In many cases, death in a foreign country where the Australian government has issued a travel warning is not covered.
What you can do:
Read your PDS! And swap and compare policies. Yes, your policy might only cost you peanuts, but it’s worth nothing if it doesn’t pay out.
Not all policies are alike, and some insurers may provide you more coverage than others. It’s worth doing the research and knowing your policy back to front. That way, nothing will be a nasty surprise for your family if you happen to pass away from uninsurable reasons.
3) The cause of death was suicide and the policy had been in force for less than one year.
It’s a sad possibility that none of us like to think about, but every year over 65,000 Australians make a suicide attempt. More than 3000 died by suicide in 2017 alone.
The mental health crisis in Australia is real, and it bleeds onto the insurance industry as well.
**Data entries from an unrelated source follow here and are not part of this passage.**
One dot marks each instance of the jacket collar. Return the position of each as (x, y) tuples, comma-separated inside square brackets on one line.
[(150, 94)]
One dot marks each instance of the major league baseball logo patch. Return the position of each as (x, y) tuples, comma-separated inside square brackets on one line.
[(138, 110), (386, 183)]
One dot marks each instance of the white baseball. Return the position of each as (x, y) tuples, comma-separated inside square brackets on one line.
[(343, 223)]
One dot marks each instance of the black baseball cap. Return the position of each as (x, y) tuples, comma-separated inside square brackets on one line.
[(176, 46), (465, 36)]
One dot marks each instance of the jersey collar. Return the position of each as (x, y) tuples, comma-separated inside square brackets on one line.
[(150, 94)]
Many well-meaning policyholders who take out insurance before committing suicide may not know that they are leaving their families without.
In some cases, suicide is covered, but rarely within the first year after setting the policy in force. Additionally, if during underwriting the insured disclosed any mental health conditions, it’s highly likely they won’t be covered for suicide.
What you can do:
Whether you’ve been diagnosed with a mental health condition or not, find out if there are any related exclusions on your policy. It’s important for you and your family to know.
And never take out a policy if you’re planning on harming yourself or another. It’s highly unlikely there will be a payout. But more importantly, there are resources to help if you or a loved one is in need. In times of immediate crisis, insurance should be the last thing on your mind.
Instead, get in contact with any of the following amazing resources:
- SANE Australia (people living with a mental illness) – call 1800 18 7263.
- beyondblue (anyone feeling depressed or anxious) – call 1300 22 4636 or chat online.
- Black Dog Institute (people affected by mood disorders) – online help.
- Lifeline (anyone having a personal crisis) – call 13 11 14 or chat online.
4) The insured did not disclose a condition during the underwriting process that was later connected to their death.
This is perhaps the most common reason for a life insurance claim getting denied.
Underwriting can be a lengthy and complicated process, and it can feel at times like the questions are purposefully unclear or that you’re not getting a transparent overview of what your policy covers.
What you can do:
Ask your insurance provider about how your past or current exclusions will impact on your policy. They are obliged to let you know the truth. If they do not, then a rejected claim could potentially be repealed on account of the provider’s non-disclosure. On many occasions, this has resulted in a family eventually receiving a much-delayed payout.
5) The insured forgot to add on their desired extras.
Daytime television runs a lot of life insurance commercials, so much so that it can be hard to keep up with all the different policies out there. When you eventually sign up, you might assume that your policy works the same way as what you saw on the telly – that it will provide an instant funeral cover payout and even feature added Total and Permanent Disability (TPD) benefits.
But where one insurance company provides, another may not. Again, all insurance policies are not built the same way. It pays to figure out what exactly it is you’re looking for, so you can request certain features at time of purchase. You may be pleasantly surprised to discover that most insurers are willing to tailor their policies to your needs, but you’ll never know if you don’t ask.
What you can do:
It’s not just about your budget and what you can afford. It’s about what you and your family really need. Avoid being over-insured or worse – underinsured, by having an insurance broker help you to assess your individual situation. That way, you can identify the best policy for you and have full peace of mind that you’re well protected.